There will inevitably be more airports submitting to the demand for self-connection and it is to Budapest’s credit that it has got ahead of the game here. Not only does Budapest have almost two-thirds of its seat capacity on LCCs, almost all the long-haul capacity is on full-service airlines – full-service long-haul to budget short-haul being the big growth area in self-connection).
But, it must also consider how rival airports are developing. Vienna airport is seeing huge growth at the moment for example, much of it coming from low-cost carriers it doesn’t even encourage, while Prague airport has a quarter of its seats on LCCs. Both those airports also have full-service airlines operating to and from China, another key target for Budapest.
Mr Jandu says the airport is “firmly set” on targeting more Chinese destinations and increased frequencies to both Beijing and Shanghai. “Air demand between China and Hungary was around 190,000 passengers in 2018, which represented an increase of 18% compared to the previous year. Shanghai alone grew by 20% in each of the last four years and will exceed 90,000 passengers this year”, he explains.
MAP – Budapest is well connected within Europe, but opportunities are there for growth in the Americas and Asia to support the current limited connectivitySource: CAPA – Centre for Aviation and OAG
Budapest is not alone in Eastern Europe in craving Chinese services and not only for the passengers they would carry. There is the prospect too of the airport being developed to handle considerably more cargo, either as belly hold freight or on designated cargo aircraft.
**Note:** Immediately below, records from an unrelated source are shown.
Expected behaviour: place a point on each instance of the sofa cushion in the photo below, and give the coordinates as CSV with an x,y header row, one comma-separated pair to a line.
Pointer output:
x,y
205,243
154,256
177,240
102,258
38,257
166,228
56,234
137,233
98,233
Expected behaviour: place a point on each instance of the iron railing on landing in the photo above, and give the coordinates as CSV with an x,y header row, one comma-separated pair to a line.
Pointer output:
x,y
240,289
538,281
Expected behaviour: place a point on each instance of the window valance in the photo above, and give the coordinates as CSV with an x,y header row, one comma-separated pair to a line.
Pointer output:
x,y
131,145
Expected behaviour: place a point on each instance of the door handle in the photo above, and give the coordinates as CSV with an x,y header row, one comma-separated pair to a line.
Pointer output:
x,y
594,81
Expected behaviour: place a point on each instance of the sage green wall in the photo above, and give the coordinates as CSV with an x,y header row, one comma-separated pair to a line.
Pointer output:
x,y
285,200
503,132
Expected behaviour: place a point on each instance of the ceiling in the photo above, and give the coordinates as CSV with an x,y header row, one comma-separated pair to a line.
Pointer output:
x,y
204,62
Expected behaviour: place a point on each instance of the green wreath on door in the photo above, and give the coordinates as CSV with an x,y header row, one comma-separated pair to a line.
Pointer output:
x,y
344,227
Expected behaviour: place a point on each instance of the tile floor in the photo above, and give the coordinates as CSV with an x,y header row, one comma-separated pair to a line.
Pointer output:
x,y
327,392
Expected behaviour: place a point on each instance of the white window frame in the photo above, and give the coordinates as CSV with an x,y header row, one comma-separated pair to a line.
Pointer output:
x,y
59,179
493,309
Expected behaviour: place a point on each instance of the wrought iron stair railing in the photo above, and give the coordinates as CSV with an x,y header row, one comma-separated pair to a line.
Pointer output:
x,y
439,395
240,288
Several other airports in Central and Eastern Europe have sought to do this. Most recently airports such as Prague and Belgrade have identified the benefits of attracting Chinese passenger and freight services and a bid by Manchester Airports Group and Beijing Construction Engineering Group for the Sofia Airport concession in Bulgaria (unsuccessful but the award is being appealed) was predicated partly on the potential to increase Chinese routes.
In many cases the attractiveness of Central and Eastern European airports in general is that they lie close to major crossroads (roads that have been improved vastly by EU funding) thus making the ‘trucking’ side of the airfreight business less expensive.
Budapest’s route map already includes Beijing and Shanghai, while Nur-Sultan, Kazakhstan, is the only other city linked to the east. The Chinese flights are by separate airlines, Air China and Shanghai Airlines. In seeking these routes the airport is looking mainly at China-Hungary travel demand.
The Hungarian capital and its aviation saga is an example of the resilience of the travel sector and Ferenc Liszt International is now becoming one of the industry innovators. The question is: after the recent years of strong growth, does anyone still remember Malev? Well, a small museum at the airport that is home to some of Malev’s soviet era airliners ensures a last memory of the country’s former flag carrier.